イラストで見るEBPTの実践
第2回 「アウトカムってなに?」

3. 介入効果の指標

理学療法士が一人で患者さんの今後を考えている場面

理学療法による介入効果の指標には、いろいろな要素があります。代表的なものとして、国際生活機能分類(ICF)の各要素や、健康に関連した生活の質(Heath Related Quality of Life:QOL)があります。ICFの要素にも心身機能と身体構造・機能障害、活動・活動制限、参加・参加制約の3つがあります。アウトカムの指標を選択する場合には、対象の主要な問題や重点を置いている介入内容、あるいは発症からの経過期間等を考慮して、まずはこれらの中のどの要素に焦点をあてるかを考えます。

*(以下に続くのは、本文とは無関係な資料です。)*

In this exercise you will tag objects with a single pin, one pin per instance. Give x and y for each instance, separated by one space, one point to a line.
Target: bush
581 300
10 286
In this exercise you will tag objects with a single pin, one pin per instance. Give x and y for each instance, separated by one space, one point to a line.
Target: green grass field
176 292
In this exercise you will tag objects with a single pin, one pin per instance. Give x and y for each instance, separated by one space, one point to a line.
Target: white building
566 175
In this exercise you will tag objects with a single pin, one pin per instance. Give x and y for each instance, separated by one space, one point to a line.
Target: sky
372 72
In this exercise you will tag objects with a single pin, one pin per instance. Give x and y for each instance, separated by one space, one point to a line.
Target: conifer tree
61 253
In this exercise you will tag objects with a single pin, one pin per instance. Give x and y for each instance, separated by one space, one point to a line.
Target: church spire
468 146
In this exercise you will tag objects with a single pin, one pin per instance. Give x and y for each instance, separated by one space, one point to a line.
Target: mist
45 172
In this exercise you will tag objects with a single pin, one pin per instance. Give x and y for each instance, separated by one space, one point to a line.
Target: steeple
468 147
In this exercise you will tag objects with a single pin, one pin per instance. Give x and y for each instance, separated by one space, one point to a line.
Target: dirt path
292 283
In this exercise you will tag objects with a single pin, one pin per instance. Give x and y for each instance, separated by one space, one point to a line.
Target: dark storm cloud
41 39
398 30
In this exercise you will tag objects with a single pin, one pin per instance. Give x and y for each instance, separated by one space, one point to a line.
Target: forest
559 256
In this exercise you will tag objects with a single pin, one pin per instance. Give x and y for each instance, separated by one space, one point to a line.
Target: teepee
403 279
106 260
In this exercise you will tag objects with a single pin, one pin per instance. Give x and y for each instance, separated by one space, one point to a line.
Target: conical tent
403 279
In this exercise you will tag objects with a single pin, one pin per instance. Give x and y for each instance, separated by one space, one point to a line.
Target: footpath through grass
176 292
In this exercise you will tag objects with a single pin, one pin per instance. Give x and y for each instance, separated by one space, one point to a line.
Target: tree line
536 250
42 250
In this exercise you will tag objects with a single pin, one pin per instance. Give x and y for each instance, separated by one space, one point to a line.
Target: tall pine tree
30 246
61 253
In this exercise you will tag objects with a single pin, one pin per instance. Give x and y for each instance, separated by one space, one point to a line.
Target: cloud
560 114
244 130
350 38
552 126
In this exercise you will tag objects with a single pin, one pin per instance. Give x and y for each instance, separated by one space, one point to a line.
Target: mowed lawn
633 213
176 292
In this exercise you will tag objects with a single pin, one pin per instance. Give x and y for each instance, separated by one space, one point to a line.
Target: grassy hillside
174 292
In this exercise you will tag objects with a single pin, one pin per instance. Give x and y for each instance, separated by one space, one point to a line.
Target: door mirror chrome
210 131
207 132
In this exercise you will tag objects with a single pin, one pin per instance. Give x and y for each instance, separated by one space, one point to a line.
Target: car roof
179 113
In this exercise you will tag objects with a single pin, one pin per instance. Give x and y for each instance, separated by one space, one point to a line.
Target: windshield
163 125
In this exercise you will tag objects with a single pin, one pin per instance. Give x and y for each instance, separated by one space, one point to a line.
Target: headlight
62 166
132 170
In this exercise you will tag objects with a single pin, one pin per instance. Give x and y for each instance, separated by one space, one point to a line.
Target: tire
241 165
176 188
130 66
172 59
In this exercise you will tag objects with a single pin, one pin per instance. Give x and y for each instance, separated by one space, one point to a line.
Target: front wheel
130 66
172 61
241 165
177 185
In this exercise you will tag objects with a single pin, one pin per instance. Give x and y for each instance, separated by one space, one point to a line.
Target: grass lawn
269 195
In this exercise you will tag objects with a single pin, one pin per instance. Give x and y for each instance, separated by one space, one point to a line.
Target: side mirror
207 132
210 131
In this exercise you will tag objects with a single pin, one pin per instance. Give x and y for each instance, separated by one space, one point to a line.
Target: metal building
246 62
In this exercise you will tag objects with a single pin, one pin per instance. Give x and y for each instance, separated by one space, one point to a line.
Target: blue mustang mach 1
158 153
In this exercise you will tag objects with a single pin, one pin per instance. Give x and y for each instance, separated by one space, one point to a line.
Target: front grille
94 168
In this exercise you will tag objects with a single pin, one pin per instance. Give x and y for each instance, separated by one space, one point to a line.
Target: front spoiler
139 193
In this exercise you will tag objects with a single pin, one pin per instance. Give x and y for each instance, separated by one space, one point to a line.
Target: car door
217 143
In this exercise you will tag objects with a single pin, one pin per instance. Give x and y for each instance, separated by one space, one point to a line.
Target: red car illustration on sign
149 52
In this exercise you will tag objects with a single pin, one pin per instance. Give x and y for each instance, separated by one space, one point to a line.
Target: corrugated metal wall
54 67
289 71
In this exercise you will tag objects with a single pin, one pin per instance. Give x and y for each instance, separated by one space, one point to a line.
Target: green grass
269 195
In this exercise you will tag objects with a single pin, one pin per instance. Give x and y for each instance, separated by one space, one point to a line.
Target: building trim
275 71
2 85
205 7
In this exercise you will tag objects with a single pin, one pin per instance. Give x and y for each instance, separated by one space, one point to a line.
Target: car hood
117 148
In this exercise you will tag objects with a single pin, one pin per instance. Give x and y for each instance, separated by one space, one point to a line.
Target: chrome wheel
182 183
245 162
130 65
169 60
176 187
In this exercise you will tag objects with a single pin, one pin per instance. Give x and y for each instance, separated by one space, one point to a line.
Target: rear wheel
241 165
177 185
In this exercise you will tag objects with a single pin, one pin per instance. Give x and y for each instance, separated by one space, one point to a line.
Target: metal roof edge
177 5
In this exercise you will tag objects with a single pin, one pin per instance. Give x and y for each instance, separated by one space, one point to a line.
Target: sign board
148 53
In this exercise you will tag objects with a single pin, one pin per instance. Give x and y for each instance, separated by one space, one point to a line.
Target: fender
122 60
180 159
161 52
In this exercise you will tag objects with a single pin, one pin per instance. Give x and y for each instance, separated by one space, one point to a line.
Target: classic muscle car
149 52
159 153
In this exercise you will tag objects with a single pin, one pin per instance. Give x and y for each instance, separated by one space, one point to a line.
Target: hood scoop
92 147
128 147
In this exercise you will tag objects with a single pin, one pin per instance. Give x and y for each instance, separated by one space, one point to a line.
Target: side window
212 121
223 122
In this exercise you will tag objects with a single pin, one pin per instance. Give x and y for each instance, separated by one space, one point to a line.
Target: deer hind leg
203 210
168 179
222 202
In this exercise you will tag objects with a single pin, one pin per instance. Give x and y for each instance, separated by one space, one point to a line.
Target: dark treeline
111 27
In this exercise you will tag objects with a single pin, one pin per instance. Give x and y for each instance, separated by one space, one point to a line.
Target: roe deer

機能障害に比較的限定した介入であれば、機能障害レベルの帰結を選ぶべきです。歩行能力などの活動制限に対する多様な介入・練習の効果をみるのであれば、活動制限レベルや課題遂行能力を選択します。さらに、生活指導や運動習慣なども含めて幅広い介入に対しては、活動全般から参加制約、HRQOLに関する指標を選択します。

家事や地域社会への参加、およびHRQOLは、患者さん自身の今後の人生にとって、とても重要な要因です。しかし、急性期や回復期病棟に入院中にはこのような要素を経験する機会もないので、指標としては適切ではありません。退院後に計画的に測定することが望まれます。